Illinois Supreme Court Affirms Pension Asset Consolidation Is Constitutional
by Hayley Loufek
On January 19, 2024, the Illinois Supreme Court issued its decision declaring constitutional Public Act 101-610 (the “Act”), which consolidated the assets of downstate local police and firefighter pension funds into two statewide investment funds.
The purpose of the Act is “to streamline investments and eliminate unnecessary and redundant administrative costs, thereby ensuring more money is available to fund pension benefits for the beneficiaries of the transferor pension funds.” 40 ILCS 5/22B-114, 22C-114. After it passed, however, several active and retired members of local police and firefighter pension funds filed a complaint against Governor Pritzker, the Department of Insurance, and two statewide investment funds, arguing that the Act was unconstitutional in that it violated the pension protection clause and the takings clause of the Illinois Constitution.

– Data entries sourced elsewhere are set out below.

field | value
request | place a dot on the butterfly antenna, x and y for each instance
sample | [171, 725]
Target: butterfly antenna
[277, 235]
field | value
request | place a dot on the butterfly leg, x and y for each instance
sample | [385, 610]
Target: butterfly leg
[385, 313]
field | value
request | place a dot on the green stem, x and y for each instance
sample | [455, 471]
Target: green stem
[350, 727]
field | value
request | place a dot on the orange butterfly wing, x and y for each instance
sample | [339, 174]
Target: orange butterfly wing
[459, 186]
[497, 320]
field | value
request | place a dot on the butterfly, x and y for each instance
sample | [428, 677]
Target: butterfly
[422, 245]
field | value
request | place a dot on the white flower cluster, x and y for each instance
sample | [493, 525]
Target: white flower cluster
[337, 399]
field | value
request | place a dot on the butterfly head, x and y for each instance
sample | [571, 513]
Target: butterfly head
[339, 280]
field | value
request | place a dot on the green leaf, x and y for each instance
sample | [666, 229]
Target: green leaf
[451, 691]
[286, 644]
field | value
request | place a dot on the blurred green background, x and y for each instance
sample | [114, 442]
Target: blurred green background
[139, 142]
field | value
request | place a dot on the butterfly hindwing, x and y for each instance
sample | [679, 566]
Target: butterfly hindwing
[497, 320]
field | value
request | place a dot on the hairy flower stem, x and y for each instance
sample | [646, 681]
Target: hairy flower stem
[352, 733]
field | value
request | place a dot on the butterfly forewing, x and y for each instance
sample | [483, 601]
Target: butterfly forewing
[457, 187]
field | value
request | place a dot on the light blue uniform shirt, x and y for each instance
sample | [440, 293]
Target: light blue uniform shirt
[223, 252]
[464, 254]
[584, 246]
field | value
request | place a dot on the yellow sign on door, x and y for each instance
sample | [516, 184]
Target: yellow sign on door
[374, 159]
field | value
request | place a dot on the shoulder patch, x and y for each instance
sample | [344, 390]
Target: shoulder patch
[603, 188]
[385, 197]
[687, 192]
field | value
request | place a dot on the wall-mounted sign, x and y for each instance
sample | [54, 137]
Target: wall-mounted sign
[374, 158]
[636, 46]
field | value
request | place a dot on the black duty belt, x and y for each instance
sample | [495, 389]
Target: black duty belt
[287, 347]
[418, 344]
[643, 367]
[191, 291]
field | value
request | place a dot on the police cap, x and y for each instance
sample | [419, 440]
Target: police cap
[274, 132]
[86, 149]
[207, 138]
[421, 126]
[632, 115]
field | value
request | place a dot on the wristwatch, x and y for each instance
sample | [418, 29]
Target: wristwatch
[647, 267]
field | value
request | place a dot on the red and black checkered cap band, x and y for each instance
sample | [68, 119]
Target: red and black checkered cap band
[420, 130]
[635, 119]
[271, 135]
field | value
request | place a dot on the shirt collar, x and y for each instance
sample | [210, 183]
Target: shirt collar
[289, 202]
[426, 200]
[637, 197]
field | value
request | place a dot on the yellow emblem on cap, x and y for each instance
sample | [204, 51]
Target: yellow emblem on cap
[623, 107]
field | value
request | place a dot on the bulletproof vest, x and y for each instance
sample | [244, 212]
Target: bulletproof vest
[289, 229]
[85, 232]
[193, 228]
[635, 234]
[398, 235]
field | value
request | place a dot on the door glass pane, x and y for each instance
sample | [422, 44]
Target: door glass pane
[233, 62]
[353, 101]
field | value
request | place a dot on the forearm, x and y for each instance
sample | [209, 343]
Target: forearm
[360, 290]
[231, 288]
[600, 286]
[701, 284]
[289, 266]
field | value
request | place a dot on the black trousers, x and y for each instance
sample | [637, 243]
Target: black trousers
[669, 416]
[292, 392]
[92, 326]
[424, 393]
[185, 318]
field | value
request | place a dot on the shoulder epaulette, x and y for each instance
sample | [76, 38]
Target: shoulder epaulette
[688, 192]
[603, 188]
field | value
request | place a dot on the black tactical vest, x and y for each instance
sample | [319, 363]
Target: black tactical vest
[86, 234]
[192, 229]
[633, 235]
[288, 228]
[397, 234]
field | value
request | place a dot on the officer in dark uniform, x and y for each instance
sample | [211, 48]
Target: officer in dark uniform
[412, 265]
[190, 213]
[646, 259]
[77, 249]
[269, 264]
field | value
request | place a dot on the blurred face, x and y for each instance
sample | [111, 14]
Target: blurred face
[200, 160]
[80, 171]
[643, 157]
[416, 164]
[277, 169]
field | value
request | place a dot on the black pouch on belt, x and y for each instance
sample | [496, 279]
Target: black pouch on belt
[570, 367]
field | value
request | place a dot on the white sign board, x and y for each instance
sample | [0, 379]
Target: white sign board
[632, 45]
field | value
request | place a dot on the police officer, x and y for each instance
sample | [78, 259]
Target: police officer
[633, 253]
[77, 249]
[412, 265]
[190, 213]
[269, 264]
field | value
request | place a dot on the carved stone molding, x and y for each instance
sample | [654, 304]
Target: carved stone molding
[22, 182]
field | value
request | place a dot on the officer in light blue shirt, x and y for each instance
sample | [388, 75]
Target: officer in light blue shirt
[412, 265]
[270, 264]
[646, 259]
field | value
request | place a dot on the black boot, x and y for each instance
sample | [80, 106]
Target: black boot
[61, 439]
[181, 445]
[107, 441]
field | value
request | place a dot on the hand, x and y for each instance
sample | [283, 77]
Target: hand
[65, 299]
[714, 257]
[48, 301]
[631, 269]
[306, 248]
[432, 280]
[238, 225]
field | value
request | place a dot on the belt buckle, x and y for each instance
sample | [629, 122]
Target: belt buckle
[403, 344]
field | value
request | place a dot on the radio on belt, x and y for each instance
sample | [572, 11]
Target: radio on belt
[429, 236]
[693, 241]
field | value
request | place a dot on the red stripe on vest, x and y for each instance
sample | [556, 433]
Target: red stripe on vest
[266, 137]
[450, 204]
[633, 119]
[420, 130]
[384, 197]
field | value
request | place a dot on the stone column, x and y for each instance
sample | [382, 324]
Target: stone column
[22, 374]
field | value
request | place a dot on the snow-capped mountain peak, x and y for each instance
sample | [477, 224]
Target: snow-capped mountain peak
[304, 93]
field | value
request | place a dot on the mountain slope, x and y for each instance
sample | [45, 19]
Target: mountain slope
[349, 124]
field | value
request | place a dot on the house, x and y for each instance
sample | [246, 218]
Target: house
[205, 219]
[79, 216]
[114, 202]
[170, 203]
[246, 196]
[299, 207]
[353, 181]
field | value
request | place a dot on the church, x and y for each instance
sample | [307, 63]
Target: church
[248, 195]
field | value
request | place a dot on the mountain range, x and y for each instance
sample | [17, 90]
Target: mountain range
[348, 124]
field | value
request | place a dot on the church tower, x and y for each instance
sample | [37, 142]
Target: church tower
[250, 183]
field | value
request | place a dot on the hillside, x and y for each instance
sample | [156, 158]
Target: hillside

The circuit court found no violation of either clause and declared the Act constitutional. This ruling was upheld by the appellate court.
The Illinois Supreme Court then took up the case. In a unanimous opinion, the high court held that the Act is constitutional. Arlington Heights Police Pension Fund, et al. v. Jay Robert “J.B.” Pritzker, et al., 2024 IL 129471.
The Illinois Supreme Court first addressed the plaintiffs’ first argument—that the Act violated the pension protection clause by impacting and diluting their voting rights and rights to control the management of their respective pension funds, and that voting rights are a “benefit” under the pension protection clause that cannot be altered.
The court began by noting that the Illinois Constitution’s pension protection clause provides that “[m]embership in any pension or retirement system of the State, any unit of local government or school district, or any agency or instrumentality thereof, shall be an enforceable contractual relationship, the benefit of which shall not be diminished or impacted.” Ill. Const. 1970, art. XIII, § 5. Therefore, once an individual becomes a member of a public retirement system, any subsequent changes to the Illinois Pension Code that would diminish the benefits that an individual might receive from that retirement system cannot be applied to them.
However, the “benefits” that are protected by the pension protection clause are monetary benefits, such as a participant’s ability to continue participation or increase service credits (which impacts the calculation of benefit payments), subsidized healthcare, disability and life insurance coverage, and eligibility to receive a retirement annuity and survivor benefits.
According to the Illinois Supreme Court, “the ability to vote in elections for local pension board members is not such a constitutionally protected benefit, nor is the ability to have local board members control and invest pension funds.” The court said the Act changes only a local board’s power to invest assets of the local funds; it does not affect pensioners’ right to elect members of their local funds’ boards or their local boards’ authority to determine the amount of benefits Plaintiffs may receive. So, the Act does not diminish or impact the actual monetary benefits members were promised when they joined their funds, and thus does not violate the pension protection clause.
The Illinois Supreme Court also found that the Act does not violate the takings clause of the Illinois Constitution. Plaintiffs argued that, because the Act requires them to transfer their private property, including securities, funds, assets, monies, and cash reserves to the new statewide pension investment funds and bear the cost of the transition, their private property has been taken in violation of the takings clause.
The high court did not agree. It explained that the takings clause provides that private property shall not be taken or damaged for public use without just compensation as provided by law. However, the pensioners only have a constitutional right to receive the benefit payments promised to them, which the Act does not change—”they do not have a property right to any particular level of assets used to pay those benefits or in the way those assets are held or invested.” As such, the Plaintiffs failed to identify any property rights affected by the Act.
With this unanimous decision, the Illinois Supreme Court has affirmed that Public Act 101-610 does not diminish any protected benefits under the pension protection clause or effectuate an unlawful taking of private property of participants in a defined benefit plan. This decision allows the Act’s full implementation.